Nonetheless, knowing they were healthy, and following my pattern of trying things instead of analyzing forever, I joined a farm share, which meant buying more vegetables than ever before, making a rule for myself that I would waste none of it.

This habit forced me to figure out how to eat more vegetables than ever. By my great principle that “Crowding out beats letting go,” more vegetables meant less other stuff.

2. Avoiding food with packaging

Though my goal was to avoid polluting, my experiment “Avoiding food packaging” resulted in my dropping nearly all unhealthy food. I tried it for a week, expecting to last a few days at most, went two-and-a-half weeks without packaging instead, and have dropped my packaging pollution by about eighty or ninety percent since.

The combination of more vegetables and less pre-prepared food forced me to figure out how to make all this healthy food.

I won’t lie. I spent a few months making and eating food that didn’t taste that good. What else could I do with all these vegetables I’d never bought before—chard, radishes, tomatilloes, beets, and so on.

Then came the third change.

3. The pressure cooker

Pressure cookers rock!

I had no idea how to use a pressure cooker. I only heard they worked better than rice cooker / vegetable steamers. I bought one used, without even a manual (I downloaded it). I watched a few videos online enough to see how to use it.

Then came the vegetable and legume stews—the most delicious, nutritious, inexpensive meals I’ve ever eaten.

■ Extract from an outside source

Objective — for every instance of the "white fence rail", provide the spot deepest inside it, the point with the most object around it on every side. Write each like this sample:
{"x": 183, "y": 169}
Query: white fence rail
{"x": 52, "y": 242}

They destroyed restaurants for me, which seem like expensive, unhealthy junk in comparison that take too long. I wish you could taste these stews. I’m only starting to learn what I can do with them, but I can’t believe how good they taste.

At the same time, it fills you up so fast, you can’t eat much of it, which I presume results from the fiber, which is healthy.

The gut-punch

I know how I felt about food before. I liked Doritos and didn’t like cauliflower, which I associated with raw, tasteless vegetables. I’m confident nearly all obese and overweight people prefer unhealthy food to healthy food, not knowing how good healthy food can taste.

The gut-punch is the sadness that tens of millions of people are descending into disappointment, helplessness, diabetes, and more, while the solution is so simple, life-affirming, delicious, and all the things above.

I guess the gut-punch is also that I was on that path before and only through luck and experimentation did I get out of it. I know of no mainstream message promoting the alternative I found as delicious, inexpensive, and convenient, which is all I care about. The healthiness just happened to come with it.

How can I get this message out, that you can have everything with just three changes?